Waverly exited the bar and headed towards the cellar door. She could feel her feet twinged with pain and her ribs burned, feeling like needles were jabbing into her. The more she worked the more her body ached. She wasn't sure if she could keep going, at times it took her breath away. But she had to keep a poker face, just another 30 minutes until her shift was over. This was nothing compared to other problems in the world, she just had to power through it. 

 

"Here," she said, handing the bottle over to Gus. "I'm going to take my break now."

 

Gus nodded and went back to fixing the cocktail for the young woman sitting at the bar in front of her. 

 

Waverly headed into the break room bathroom, really wanting to get some privacy. She made sure that the bathroom door was locked before lifting up her long-sleeve shirt, revealing the dark purple and crimson red bruise, that spread from the left of her ribs to the middle of her abdomen. It hurt like hell.
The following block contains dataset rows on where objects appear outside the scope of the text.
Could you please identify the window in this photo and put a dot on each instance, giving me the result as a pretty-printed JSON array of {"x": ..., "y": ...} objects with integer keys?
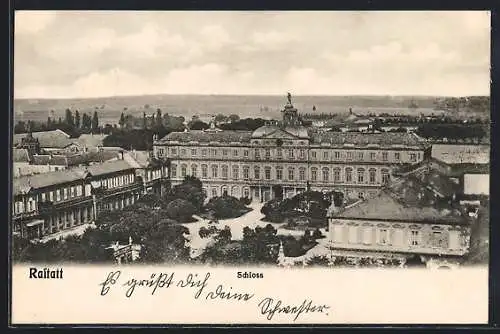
[
  {"x": 385, "y": 176},
  {"x": 336, "y": 175},
  {"x": 279, "y": 173},
  {"x": 236, "y": 172},
  {"x": 372, "y": 175},
  {"x": 348, "y": 174},
  {"x": 383, "y": 236},
  {"x": 361, "y": 175},
  {"x": 256, "y": 173},
  {"x": 353, "y": 234},
  {"x": 267, "y": 173},
  {"x": 302, "y": 174},
  {"x": 314, "y": 174},
  {"x": 414, "y": 238},
  {"x": 326, "y": 174}
]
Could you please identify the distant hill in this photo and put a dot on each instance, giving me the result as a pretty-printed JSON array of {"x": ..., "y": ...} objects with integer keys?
[{"x": 110, "y": 108}]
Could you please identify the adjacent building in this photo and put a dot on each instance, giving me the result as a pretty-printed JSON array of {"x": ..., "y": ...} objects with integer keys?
[{"x": 283, "y": 158}]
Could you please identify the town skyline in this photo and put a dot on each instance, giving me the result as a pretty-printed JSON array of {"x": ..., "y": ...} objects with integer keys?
[{"x": 104, "y": 54}]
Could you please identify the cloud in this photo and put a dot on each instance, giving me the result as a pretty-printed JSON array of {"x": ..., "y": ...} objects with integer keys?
[{"x": 32, "y": 22}]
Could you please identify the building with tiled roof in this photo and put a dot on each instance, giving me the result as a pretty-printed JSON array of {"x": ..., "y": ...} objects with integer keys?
[
  {"x": 284, "y": 157},
  {"x": 388, "y": 223},
  {"x": 44, "y": 204}
]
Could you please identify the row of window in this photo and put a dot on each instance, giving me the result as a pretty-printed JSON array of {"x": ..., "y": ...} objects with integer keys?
[
  {"x": 289, "y": 154},
  {"x": 325, "y": 174},
  {"x": 383, "y": 236}
]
Just lifting her shirt shot pain throughout her body. 

 

She sighed at herself, putting her shirt back down and glanced at the mirror, glaring at the reflection staring back at her. She hated that this is the person she had become, she hated that she had become so unlovable. No one would ever want to be with her, she was disgusting. And she knew that she would never make anyone happy. Champ would be the only one there for her, he loved her. He loved her like no one else would and Waverly knew that she would never be capable of finding love again.